The blue tongue virus that killed up to 1,000 deer in Idaho and hundreds more in Washington was discovered in Montana recently, raising the specter of a deadly disease that’s sweeping across the Pacific Northwest.

Deer that contract the virus have an 80-90 percent of dying. Although not contagious for humans, the virus affects mostly whitetail deer, although they have found it in mule deer and it’s known to pass to livestock such as sheep, according to wildlife officials who spoke with the Spokane Review.
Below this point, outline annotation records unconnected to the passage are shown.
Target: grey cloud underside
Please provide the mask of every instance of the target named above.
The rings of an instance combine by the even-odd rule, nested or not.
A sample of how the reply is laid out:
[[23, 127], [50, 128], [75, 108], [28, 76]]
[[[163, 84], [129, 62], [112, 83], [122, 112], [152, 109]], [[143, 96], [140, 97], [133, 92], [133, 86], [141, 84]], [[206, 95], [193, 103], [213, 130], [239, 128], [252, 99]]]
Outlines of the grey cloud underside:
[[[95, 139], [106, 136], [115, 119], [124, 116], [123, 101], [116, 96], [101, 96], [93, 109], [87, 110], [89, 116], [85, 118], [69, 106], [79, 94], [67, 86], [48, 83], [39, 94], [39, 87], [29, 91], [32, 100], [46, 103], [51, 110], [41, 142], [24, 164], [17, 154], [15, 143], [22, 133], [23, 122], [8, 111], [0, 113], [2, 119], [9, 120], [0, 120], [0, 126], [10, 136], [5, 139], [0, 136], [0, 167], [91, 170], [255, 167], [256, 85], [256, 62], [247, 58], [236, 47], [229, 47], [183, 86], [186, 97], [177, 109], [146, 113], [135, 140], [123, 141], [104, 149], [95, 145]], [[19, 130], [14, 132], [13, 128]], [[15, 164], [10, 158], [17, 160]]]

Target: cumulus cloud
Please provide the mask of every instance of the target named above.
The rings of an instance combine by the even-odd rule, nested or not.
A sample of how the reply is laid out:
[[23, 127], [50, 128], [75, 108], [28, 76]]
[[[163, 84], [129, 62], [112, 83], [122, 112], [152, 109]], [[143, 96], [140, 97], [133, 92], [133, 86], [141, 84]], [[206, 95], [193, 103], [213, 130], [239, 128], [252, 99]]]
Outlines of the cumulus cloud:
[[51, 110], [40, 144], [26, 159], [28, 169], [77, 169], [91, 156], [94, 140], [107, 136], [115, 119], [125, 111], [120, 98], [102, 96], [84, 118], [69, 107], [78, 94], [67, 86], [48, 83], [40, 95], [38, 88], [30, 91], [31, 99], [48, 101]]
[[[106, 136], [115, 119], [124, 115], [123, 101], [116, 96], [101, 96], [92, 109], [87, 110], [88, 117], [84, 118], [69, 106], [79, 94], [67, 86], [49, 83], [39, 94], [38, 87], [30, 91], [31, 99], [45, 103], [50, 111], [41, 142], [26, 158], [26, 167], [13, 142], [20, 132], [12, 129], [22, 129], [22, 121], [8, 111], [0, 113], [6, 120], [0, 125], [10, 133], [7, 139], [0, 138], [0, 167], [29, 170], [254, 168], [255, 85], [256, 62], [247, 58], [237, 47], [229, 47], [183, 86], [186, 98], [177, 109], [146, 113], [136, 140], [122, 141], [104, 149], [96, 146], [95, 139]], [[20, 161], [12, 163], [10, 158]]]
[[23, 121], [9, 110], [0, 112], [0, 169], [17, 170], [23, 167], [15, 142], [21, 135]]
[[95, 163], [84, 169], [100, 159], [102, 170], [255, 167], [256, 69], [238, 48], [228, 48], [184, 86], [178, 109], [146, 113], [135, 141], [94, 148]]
Blue tongue disease is spread through gnats, with symptoms including mouth and nasal discharge and a general sickness about them, similar to epizootic hemorrhagic disease (EHD), which is common in September but not to this extent. 

Reports in rural parts of Idaho. Washington  and Montana are reporting dozens of dead deer on the roads and creeks. One man told the Spokane Review he had 30 dead deer on his property. In Eureka, Montana, the mayor told the local newspaper they found about 60 dead deer. And in Idaho, officials estimate up to 1,000 deer have died from the disease, which is actually nothing compared to 2003 when roughly 10,000 whitetail deer died from blue tongue.